We’ve reported before on the IMF’s own SDR (Special Drawing Rights) currency, a basket of the majors that included the Yuan in 2015.  As a possible hint to the future, a seat at the SDR table requires minimum gold reserves.  Indeed Jim Rickard’s thesis is the SDR will become the new world reserve currency coinciding with a sharp revaluation of gold.  You can read a little more here.

Part of the problem for the Yuan/Renmimbi is it’s ability to truly freely trade internationally.  From the South China Morning Post:

“The IMF took the decision to include the yuan in the SDR basket in 2015, giving it equal status with the US dollar, the euro, British pound and Japanese yen. The move came into effect in October 2016 and was hailed by Beijing as a nod to its efforts at financial liberalisation.

However, the Chinese government’s imposition of draconian curbs on outbound investment and capital outflows since the stock market rout in the summer of 2015, has fanned allegations that it has been back-pedalling with regards to creating a freely usable yuan.

Yi Gang, the newly appointed governor of the People’s Bank of China, said in Boao on Wednesday that Beijing was committed to making the yuan a fully convertible currency, but wanted to do so on a gradual basis.” The big unknown is what China’s definition of ‘gradual’ is, which in itself is up to them and how aggressive they choose to be.

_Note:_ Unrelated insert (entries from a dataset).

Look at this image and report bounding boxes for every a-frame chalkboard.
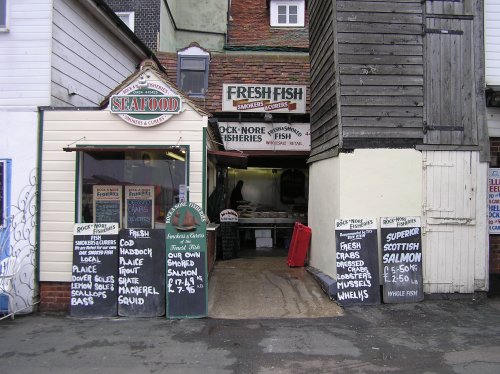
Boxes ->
[165,202,208,318]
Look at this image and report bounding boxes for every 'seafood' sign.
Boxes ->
[222,83,306,113]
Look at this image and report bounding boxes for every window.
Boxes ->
[116,12,135,31]
[0,0,9,31]
[79,147,188,228]
[271,0,305,27]
[177,47,209,97]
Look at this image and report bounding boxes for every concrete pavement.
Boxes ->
[0,299,500,374]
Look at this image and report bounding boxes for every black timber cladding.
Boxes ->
[336,0,424,149]
[308,0,339,161]
[424,0,487,146]
[309,0,488,162]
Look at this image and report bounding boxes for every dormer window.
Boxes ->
[270,0,305,27]
[177,47,210,97]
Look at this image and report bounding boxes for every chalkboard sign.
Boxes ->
[219,209,240,260]
[118,229,165,317]
[125,186,154,229]
[0,161,7,227]
[380,217,424,303]
[93,185,122,226]
[71,223,118,317]
[165,202,208,318]
[335,219,380,306]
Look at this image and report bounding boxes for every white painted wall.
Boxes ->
[307,157,341,277]
[308,149,422,276]
[0,0,52,107]
[484,0,500,86]
[0,110,38,313]
[40,102,207,282]
[486,108,500,138]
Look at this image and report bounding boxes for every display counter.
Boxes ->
[238,217,307,247]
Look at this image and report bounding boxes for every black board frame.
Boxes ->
[335,218,381,306]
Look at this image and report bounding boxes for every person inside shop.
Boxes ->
[229,180,243,210]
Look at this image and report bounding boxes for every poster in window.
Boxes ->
[125,186,154,229]
[488,168,500,235]
[93,185,122,227]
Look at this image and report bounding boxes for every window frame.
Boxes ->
[177,47,210,98]
[115,11,135,32]
[0,0,9,32]
[269,0,306,27]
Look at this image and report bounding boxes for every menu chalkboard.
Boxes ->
[118,229,165,317]
[93,185,122,226]
[335,218,380,306]
[0,161,7,227]
[165,202,208,318]
[219,209,240,260]
[125,186,154,229]
[380,217,424,303]
[71,223,118,317]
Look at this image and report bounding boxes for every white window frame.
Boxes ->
[0,0,9,32]
[270,0,306,27]
[177,47,210,98]
[115,12,135,31]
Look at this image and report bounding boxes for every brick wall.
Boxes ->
[100,0,160,52]
[40,282,71,312]
[490,138,500,274]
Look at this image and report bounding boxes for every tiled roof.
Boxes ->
[157,53,310,113]
[227,0,309,48]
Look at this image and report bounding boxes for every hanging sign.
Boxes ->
[335,218,380,305]
[125,186,155,229]
[380,217,424,303]
[109,69,182,127]
[92,185,122,226]
[165,202,208,318]
[488,168,500,234]
[222,83,306,113]
[219,122,311,151]
[71,223,118,317]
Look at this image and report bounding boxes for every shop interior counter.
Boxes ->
[238,217,307,247]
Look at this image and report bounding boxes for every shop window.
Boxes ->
[0,161,7,226]
[80,147,188,228]
[177,47,209,97]
[270,0,305,27]
[116,12,135,31]
[0,0,8,31]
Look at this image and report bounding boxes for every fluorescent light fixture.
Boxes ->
[165,151,186,161]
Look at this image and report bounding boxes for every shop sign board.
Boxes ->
[93,185,122,227]
[335,218,380,306]
[109,73,182,127]
[222,83,306,113]
[165,202,208,318]
[118,229,165,317]
[125,186,154,229]
[380,217,424,303]
[488,168,500,235]
[70,223,118,317]
[219,122,311,151]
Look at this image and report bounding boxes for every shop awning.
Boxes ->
[208,150,248,169]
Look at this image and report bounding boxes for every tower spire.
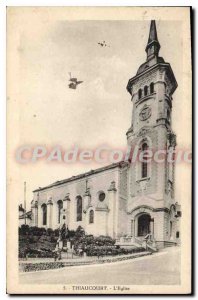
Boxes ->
[145,20,160,60]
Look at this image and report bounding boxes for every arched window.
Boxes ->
[142,143,148,178]
[138,89,142,99]
[57,200,63,223]
[76,196,82,222]
[89,209,94,224]
[41,204,47,225]
[150,82,154,94]
[144,85,148,96]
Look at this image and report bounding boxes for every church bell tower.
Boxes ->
[127,20,180,241]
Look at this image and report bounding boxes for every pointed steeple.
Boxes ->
[146,20,160,60]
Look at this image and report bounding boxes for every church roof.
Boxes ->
[33,161,128,192]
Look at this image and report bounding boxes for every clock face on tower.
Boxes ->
[139,105,151,121]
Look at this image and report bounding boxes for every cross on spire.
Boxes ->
[146,20,160,60]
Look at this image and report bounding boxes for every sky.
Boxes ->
[8,11,191,207]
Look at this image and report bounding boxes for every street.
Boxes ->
[19,248,180,285]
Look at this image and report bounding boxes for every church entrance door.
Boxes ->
[138,214,151,237]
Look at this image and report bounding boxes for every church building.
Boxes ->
[31,21,181,246]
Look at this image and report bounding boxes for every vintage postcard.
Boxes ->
[7,7,192,294]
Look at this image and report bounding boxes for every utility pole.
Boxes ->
[24,181,26,225]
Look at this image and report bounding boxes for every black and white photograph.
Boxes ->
[7,7,192,294]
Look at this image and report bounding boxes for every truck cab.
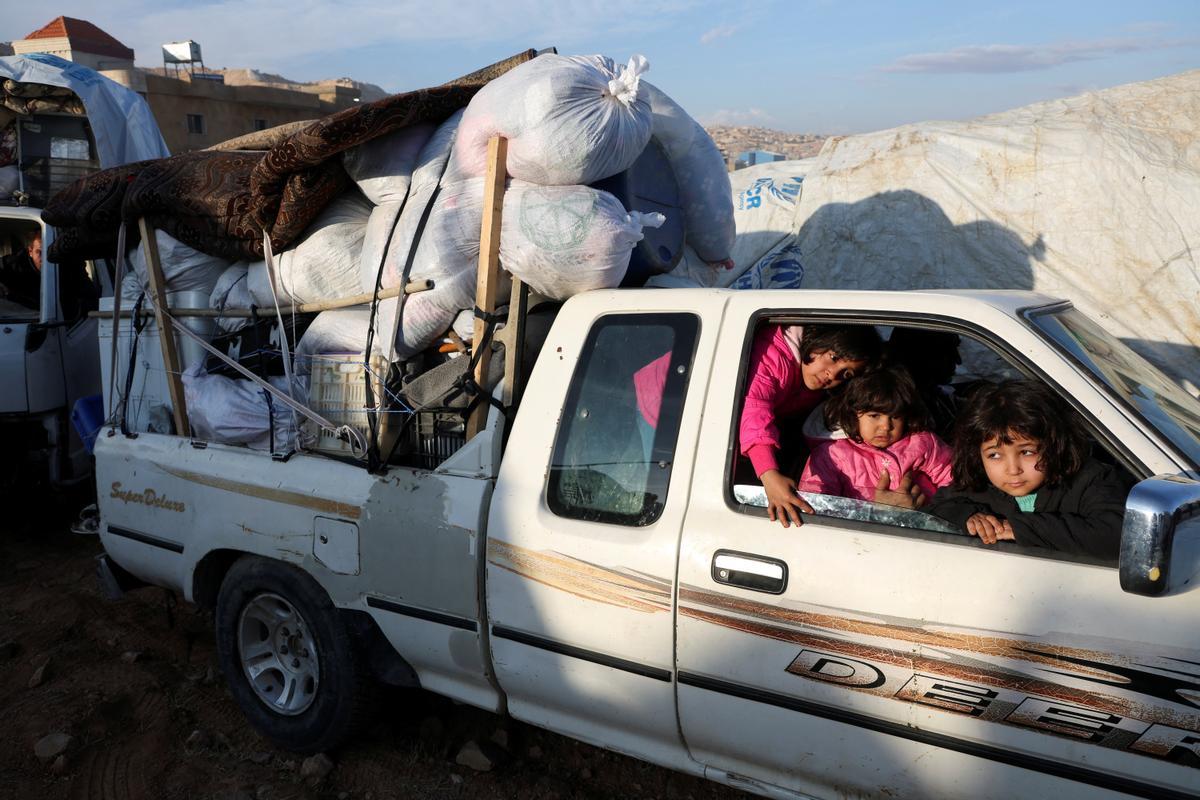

Whether the US continues to be responsible for the world's reserve currency and is therefore obligated to run a deficit, or another “global” currency comes along to replace it, both scenarios are good for gold. In the first scenario gold benefits because a deficit means a lower dollar and therefore higher gold prices. In the second scenario, a world currency would almost certainly be backed by gold, especially if the SDR is adopted. Given the resounding failure of the current monetary system, based on fiat currencies, to avoid global trade imbalances (which are one of the major reasons for financial crises), gold backing is the logical choice.